Hudeyde’nin düşmesiyle birlikte Tahran’ın bölgedeki komşuları ve yüzlerce yıldır demografik kardeşleri tehdit etmek amacıyla Husilere temin ettiği balistik füzelerin de yolu kesiliyor. Bu, uluslararası toplumun gözlemlediği bir durumdur. Uluslararası toplum, uluslararası sulardaki çıkarları Husilerin elinde mevcut olan Tahran füzelerinin hedefi haline geldiği zaman Hudeyde’yi kurtarma konusunda Koalisyon güçlerinin projesini desteklemek için harekete geçti.

İran sahnesini araştıran ve inceleyenler, komplo düşüncesinden uzak bir şekilde şu zorunlu soruyu ortaya atıyorlar: Şu ana kadar Hudeyde’nin kurtarılması neden gecikti? Hudeyde bir ya da birkaç yıl önce kurtarılabilirdi. Niçin bazı uluslararası Batılı güçler Hudeyde’yi kurtarma kararını hemen desteklemedi?

Bazıları, Batılı güçlerin Arap Koalisyonu’nun yabancı bir tarafa başvurmadan ilk defa Arap topraklarında elde ettiği başarılar karşısında derin endişelere sahip olduklarını söylüyor. Bu, bazı güçlerin izlediği pragmatizme uygun düşmeyebilir.

Her halükarda Hudeyde’nin düşmesi, İran’a yönelik çemberin daralmasını temsil edecek. Bu durum, Başkan Donald Trump’ın nükleer anlaşmanın iptal edilmesinin ardından Tahran’a karşı izlediği Amerikan politikalarına hizmet edecek. ABD, vizyonunu Tahran’ın Şah Muhammed Rıza Pehlevi dönemine ait düşünce çerçevesinde İran içerisinde meydana gelen gelişmelerin üzerindeki dikkatleri kendi sınırları dışındaki çatışmalara çekmek için kullandığı milisleri zor duruma düşürmeye yönelik geliştiriyor. Şah ve mollalar, kendilerini Körfez’in polisleri olarak gördüklerinden dolayı Körfez’i koruma sorumluluğunun kendilerine düştüğünü dile getirdiler. Aslında bu sahte gerekçe, İran hegemonyasının ve egemenliğinin eş anlamlısıdır.
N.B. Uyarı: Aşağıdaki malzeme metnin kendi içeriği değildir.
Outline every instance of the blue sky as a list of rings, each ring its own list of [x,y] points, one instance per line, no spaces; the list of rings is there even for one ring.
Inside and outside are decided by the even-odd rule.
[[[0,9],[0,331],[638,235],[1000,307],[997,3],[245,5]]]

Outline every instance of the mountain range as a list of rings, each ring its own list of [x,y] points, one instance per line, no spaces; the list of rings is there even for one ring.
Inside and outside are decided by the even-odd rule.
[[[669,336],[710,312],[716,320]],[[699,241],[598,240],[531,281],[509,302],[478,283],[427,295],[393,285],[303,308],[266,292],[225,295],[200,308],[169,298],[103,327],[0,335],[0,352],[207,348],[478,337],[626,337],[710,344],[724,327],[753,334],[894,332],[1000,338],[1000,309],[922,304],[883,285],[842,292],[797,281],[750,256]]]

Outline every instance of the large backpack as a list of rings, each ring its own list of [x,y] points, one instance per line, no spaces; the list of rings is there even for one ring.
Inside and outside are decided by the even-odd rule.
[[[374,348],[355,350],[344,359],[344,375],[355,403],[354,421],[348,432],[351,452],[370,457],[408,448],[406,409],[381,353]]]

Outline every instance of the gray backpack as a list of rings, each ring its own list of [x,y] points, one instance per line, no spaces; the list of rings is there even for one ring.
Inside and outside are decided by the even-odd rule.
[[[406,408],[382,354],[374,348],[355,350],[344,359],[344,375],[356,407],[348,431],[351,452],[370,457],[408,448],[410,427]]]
İran’ın dünyaya ihraç ettiği bunalımlardan kurtulmak için fırsatlar çemberi günden güne daralıyor. Özellikle de nükleer meselenin çözümü konusundaki ABD – Kuzey Kore arasındaki başarılar İran üzerinde şok etkisi yarattı. Hudeyde’deki zayıf noktayı, başarılı ve silahlı ilk Arap Koalisyonu tarafından desteklenen Yemen meşru yönetiminin başarıları takip edecek. Bu, yöntemini parçalanmış ve dağılmış Arap dünyasına tanıtan yeni bir gelenek olmasından endişe edildiğinden dolayı gözlemcilerin takip etmesi gereken bir operasyondur.

Açıkçası Hudeyde ve Hudeyde’yi izleyen başarılar şu altın kuralı tatbik etmenin bir sonucudur: Meseleleri ortaya sermek başkalarından değil, önce kendinden başlar.